In [1]:
"""
This notebook analyses noise in the datasets from inconsistencies in labelling 
between words and phrases.

"""

#set up
import csv
import pandas as pd
import numpy as np


datasets_per_language = {"english": ["News", "WikiNews", "Wikipedia"],
                         "spanish": ["Spanish"],
                         "german": ["German"],
                         "french": ["French"]}


# fn to define filepaths
def filepaths(language, dataset_name):
    paths = []
    
    if language != "french":  # language = English, Spanish or German
        trainset_path = "../data/raw/{}/{}_Train.tsv".format(language.lower(), dataset_name)
        devset_path = "../data/raw/{}/{}_Dev.tsv".format(language.lower(), dataset_name) 
        paths.append(trainset_path)
        paths.append(devset_path)
   
    testset_path = "../data/raw/{}/{}_Test.tsv".format(language.lower(), dataset_name)
    paths.append(testset_path)
    
    return paths


# fn to read data
def read_dataset(file_path):
        with open(file_path,  encoding="utf8") as file:
            fieldnames = ['hit_id', 'sentence', 'start_offset', 'end_offset', 'target_word', 'native_annots',
                          'nonnative_annots', 'native_complex', 'nonnative_complex', 'gold_label', 'gold_prob']
            reader = csv.DictReader(file, fieldnames=fieldnames, delimiter='\t')

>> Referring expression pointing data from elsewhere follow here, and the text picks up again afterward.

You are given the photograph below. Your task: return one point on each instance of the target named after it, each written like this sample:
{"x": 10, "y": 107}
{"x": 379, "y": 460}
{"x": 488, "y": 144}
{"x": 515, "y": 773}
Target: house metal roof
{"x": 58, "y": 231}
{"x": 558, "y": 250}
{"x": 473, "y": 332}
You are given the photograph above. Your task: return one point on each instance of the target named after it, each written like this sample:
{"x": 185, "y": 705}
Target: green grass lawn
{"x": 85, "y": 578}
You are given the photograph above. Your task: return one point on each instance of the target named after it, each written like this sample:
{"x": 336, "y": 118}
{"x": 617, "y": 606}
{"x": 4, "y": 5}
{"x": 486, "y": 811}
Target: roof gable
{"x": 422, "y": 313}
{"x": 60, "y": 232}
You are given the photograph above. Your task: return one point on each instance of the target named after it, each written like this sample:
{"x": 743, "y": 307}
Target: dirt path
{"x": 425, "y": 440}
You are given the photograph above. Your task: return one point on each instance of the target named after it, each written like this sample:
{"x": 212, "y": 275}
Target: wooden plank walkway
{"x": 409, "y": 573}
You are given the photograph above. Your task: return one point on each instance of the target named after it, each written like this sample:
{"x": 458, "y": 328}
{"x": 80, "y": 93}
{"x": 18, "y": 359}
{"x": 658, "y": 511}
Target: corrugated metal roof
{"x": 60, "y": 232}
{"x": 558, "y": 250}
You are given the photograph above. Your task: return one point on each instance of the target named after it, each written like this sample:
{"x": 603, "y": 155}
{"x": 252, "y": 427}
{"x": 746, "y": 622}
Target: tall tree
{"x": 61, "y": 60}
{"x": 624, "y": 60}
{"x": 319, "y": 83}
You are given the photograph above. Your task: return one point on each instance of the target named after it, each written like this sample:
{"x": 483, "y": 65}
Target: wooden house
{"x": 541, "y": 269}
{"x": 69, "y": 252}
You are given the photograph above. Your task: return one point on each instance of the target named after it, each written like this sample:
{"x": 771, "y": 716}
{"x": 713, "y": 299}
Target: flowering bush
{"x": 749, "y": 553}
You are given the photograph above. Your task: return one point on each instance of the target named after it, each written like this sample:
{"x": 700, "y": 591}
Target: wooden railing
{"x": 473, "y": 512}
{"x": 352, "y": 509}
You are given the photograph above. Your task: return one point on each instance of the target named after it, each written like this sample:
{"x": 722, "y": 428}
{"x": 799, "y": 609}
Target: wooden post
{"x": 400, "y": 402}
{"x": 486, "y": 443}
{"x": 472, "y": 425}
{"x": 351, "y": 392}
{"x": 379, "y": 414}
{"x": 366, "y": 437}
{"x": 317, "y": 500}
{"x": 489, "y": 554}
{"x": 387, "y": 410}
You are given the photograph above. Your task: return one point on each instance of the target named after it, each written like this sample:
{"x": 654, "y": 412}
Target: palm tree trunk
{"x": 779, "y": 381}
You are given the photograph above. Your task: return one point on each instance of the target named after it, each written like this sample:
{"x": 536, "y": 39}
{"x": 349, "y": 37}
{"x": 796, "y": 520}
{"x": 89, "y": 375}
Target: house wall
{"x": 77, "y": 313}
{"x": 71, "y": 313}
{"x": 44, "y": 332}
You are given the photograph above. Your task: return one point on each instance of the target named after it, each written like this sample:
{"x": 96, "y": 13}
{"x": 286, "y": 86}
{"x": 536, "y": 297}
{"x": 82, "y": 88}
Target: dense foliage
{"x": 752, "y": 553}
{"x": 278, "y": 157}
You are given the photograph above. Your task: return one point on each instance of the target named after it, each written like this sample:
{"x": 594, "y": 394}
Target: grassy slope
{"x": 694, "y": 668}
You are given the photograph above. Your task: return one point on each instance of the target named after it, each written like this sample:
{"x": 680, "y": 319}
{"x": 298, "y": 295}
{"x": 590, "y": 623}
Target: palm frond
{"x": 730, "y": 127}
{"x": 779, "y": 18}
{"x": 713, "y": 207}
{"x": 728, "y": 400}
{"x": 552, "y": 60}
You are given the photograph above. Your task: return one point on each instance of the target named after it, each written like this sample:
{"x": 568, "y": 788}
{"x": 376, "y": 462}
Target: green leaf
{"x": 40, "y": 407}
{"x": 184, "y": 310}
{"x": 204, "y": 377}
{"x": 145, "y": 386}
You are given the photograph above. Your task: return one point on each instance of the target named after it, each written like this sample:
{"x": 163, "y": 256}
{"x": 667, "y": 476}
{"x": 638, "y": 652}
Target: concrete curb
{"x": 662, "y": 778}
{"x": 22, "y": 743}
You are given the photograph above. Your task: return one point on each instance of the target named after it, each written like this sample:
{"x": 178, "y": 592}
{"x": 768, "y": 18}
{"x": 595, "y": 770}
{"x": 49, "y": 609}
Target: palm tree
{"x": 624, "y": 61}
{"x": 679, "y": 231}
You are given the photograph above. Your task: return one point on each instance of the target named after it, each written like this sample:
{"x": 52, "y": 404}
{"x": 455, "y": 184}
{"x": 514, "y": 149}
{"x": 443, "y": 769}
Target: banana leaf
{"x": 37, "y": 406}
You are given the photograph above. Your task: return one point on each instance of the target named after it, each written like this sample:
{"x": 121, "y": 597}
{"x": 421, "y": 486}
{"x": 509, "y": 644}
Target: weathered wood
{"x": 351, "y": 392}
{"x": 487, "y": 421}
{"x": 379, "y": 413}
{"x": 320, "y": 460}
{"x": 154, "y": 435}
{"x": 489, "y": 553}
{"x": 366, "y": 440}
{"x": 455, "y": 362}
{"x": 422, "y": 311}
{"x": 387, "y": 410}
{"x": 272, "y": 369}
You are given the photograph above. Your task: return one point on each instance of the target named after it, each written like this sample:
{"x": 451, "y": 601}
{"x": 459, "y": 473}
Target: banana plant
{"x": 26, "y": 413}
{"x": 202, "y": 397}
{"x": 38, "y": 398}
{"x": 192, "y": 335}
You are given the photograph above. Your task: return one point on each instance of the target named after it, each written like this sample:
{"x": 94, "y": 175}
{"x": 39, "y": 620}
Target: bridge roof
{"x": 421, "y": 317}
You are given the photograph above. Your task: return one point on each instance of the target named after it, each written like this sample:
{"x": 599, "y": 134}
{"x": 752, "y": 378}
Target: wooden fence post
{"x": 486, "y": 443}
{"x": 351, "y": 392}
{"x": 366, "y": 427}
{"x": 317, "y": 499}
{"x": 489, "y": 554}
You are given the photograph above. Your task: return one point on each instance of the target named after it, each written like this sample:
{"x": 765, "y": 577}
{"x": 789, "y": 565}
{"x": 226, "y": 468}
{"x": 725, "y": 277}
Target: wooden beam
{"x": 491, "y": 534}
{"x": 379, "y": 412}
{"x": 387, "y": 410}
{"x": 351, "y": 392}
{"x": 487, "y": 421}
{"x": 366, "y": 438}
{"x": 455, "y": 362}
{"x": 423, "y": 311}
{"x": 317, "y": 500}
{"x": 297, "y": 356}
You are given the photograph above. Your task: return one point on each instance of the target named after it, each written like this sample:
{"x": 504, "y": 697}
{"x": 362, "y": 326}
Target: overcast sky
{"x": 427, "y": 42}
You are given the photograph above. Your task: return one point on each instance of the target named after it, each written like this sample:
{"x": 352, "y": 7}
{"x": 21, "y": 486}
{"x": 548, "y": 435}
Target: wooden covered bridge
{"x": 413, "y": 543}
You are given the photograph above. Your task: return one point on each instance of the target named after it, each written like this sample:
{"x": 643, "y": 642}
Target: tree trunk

            dataset = [sent for sent in reader]

        return dataset
    

 # fn to make two-level dictionary of all target words in sent plus their labels    
def sents_dic(data): 
    sents_dic = {}
    for sent in data:
        if sent["sentence"] not in sents_dic.keys():
            sents_dic[sent["sentence"]] =  {sent["target_word"]: sent["gold_label"]}
        else:
            sents_dic[sent["sentence"]].update({sent["target_word"]:sent["gold_label"]})

    return sents_dic


# fn to count inconsistencis in multi=phrase labels
def label_analysis(sents):  # analyses label inconsistencies for given dataset
    
    phrase_counter = 0   # number multi-word phrases
    complex_counter = 0  # number of these phrases that are complex
    complex_with_noncomplex_subword_counter = 0  # at least one inconsistently labelled subword
    noncomplex_with_complex_subword_counter = 0  # at least one inconsistently labelled subword
    complex_with_all_noncomplex_subwords_counter = 0  # all subwords inconsistently labelled
    noncomplex_with_all_complex_subwords_counter = 0  # all subwords inconsistently labelled

    for sent in sents.keys():
        for target_word, label in sents[sent].items():
            if len(target_word.split())>1:
                phrase_counter += 1
                if label == '1':
                    complex_counter += 1

                consistency_counter = 0 # number times subword label disagrees with target word label   
                subword_counter = 0  # count subwords
                for other_word, other_label in sents[sent].items():
                    if len(other_word) < len(target_word) and other_word in target_word:
                        subword_counter +=1
                        if label != other_label:
                            consistency_counter +=1

                if consistency_counter != 0:
                    if label =='1':
                        complex_with_noncomplex_subword_counter += 1
                    else: # label == 0
                        noncomplex_with_complex_subword_counter += 1
                        
                if subword_counter > 0 and subword_counter == consistency_counter:
                    if label =='1':
                        complex_with_all_noncomplex_subwords_counter += 1
                    else: # label == 0
                        noncomplex_with_all_complex_subwords_counter += 1
                     
                    
    return [complex_counter,
            phrase_counter - complex_counter,  # number non-complex,
            phrase_counter,
            complex_with_noncomplex_subword_counter + noncomplex_with_complex_subword_counter,
            complex_with_all_noncomplex_subwords_counter + noncomplex_with_all_complex_subwords_counter]
 

# fn to make dictionary of label inconsistency counts
def make_analysis_dic(datasets_per_language):
    datasets_analysis_dic = {"English":np.array([0,0,0,0,0]), 
                             "German":np.array([0,0,0,0,0]), 
                             "French":np.array([0,0,0,0,0]), 
                            "Spanish":np.array([0,0,0,0,0])}

    for language, dataset_names in datasets_per_language.items():

        for dataset_name in dataset_names:
            target_filepaths = filepaths(language, dataset_name)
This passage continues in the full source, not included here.